— А она… ядовита?
— Других не держим. Страшнее Черной Мамбы, валит наповал. В западных странах используется как сторож, охраняет ювелирные магазины. Обратите внимание на характерный цвет спинки — он означает, что запас яда не израсходован. Вам хорошо видна расцветка?
Васька протянул змею через стол, мохнатые бровки врача встали вертикально. Большим усилием воли доктор все же сумел сохранить спокойствие и церемонно откланялся. Когда врач ушел, я набросился на Ваську и высказал все, что о нем думаю. Досталось Рыжему изрядно, но Васька принадлежал к породе непробиваемых, увещевания на него не действовали. Тряхнув буйным чубом, Васька широко улыбнулся:
— Ну чего ты на меня взъелся? Что я такого особенного натворил? Просветил человека, пробудил у него интерес к живой природе, расширил его кругозор. За это меня благодарить нужно, а не ругать…
— А ты не находишь, что твои шуточки порой граничат с самым настоящим хулиганством?

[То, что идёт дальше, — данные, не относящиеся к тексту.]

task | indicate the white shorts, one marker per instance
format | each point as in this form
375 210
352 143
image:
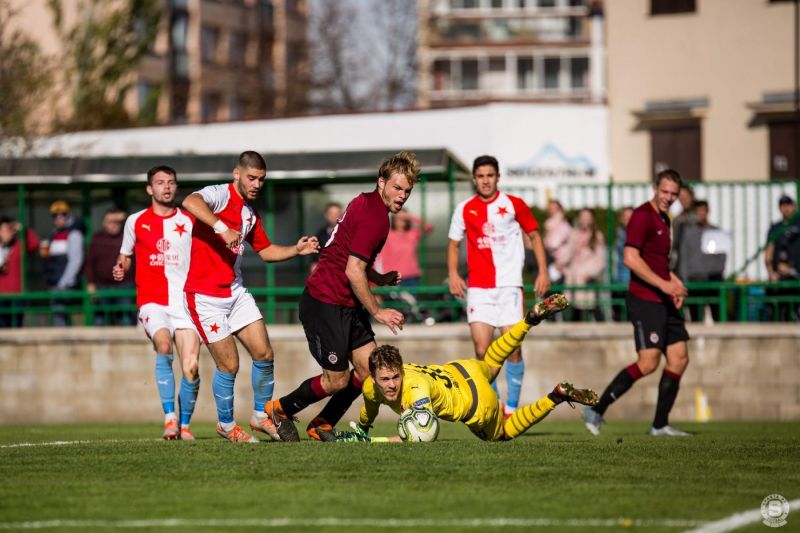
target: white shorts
155 317
217 318
503 306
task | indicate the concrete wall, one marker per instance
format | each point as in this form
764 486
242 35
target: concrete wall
84 374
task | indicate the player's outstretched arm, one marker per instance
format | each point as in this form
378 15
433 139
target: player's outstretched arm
542 282
390 278
275 252
457 284
356 271
197 206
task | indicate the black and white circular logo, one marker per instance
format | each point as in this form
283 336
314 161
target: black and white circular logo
774 509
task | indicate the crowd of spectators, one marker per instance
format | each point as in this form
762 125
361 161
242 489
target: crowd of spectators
576 250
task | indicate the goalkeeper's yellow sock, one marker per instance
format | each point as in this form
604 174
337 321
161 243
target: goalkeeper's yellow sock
525 417
503 346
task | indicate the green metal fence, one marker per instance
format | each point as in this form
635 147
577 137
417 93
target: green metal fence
727 301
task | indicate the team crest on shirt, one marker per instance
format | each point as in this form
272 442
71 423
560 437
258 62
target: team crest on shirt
421 402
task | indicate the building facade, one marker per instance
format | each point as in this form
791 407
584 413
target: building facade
473 51
703 86
212 60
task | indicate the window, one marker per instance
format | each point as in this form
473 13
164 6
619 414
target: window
668 7
677 147
236 49
209 39
441 75
525 72
579 69
552 68
209 107
783 149
469 74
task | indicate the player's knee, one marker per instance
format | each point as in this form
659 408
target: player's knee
163 346
191 370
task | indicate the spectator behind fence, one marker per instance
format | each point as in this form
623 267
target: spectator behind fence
11 268
620 274
63 257
586 263
401 250
782 256
100 260
686 216
700 262
557 231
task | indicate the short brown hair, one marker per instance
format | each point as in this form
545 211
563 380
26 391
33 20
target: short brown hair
385 356
402 163
669 174
166 169
251 159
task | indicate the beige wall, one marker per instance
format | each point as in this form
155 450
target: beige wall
730 51
748 371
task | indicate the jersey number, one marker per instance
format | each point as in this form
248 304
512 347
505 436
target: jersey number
435 373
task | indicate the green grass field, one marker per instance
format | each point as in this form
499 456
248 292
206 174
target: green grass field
556 477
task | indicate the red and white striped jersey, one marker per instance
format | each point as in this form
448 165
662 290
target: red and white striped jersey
162 246
214 268
495 252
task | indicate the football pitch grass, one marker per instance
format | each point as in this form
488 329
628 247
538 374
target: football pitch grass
555 477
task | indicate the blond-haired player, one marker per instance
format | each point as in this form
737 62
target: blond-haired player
461 391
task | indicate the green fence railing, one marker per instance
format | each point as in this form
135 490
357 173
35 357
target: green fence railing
726 301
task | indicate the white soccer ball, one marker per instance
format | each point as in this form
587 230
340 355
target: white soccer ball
418 424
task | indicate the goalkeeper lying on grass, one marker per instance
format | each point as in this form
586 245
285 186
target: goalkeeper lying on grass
460 391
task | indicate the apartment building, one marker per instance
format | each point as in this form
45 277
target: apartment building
704 86
472 51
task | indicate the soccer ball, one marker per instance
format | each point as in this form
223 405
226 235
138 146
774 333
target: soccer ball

— Хулиганством?! Ничего подобного! Обыкновенная психотерапия. Очень результативное средство!
Васька был неисправим, но сердиться на него невозможно…
Длительное общение с такими малосимпатичными существами, как пресмыкающиеся, постоянно сопровождалось разными смешными и не очень смешными историями, в которых так или иначе, прямо или косвенно были замешаны как мои товарищи, так и я сам. Но однажды змеи сыграли свою роль самостоятельно, хоть и произошло это не без помощи людей.
Жаркое июньское утро. Заваленная цветами аудитория вечернего Редакционно-издательского техникума, где автор этих строк имел честь быть в то время директором, находилась на четвертом этаже. Длинный стол покрыт зеленым сукном, на стенах развешаны диаграммы, ученые плакаты, схемы и иные наглядные пособия. Экзаменационная комиссия скучает — до начала экзаменов полчаса.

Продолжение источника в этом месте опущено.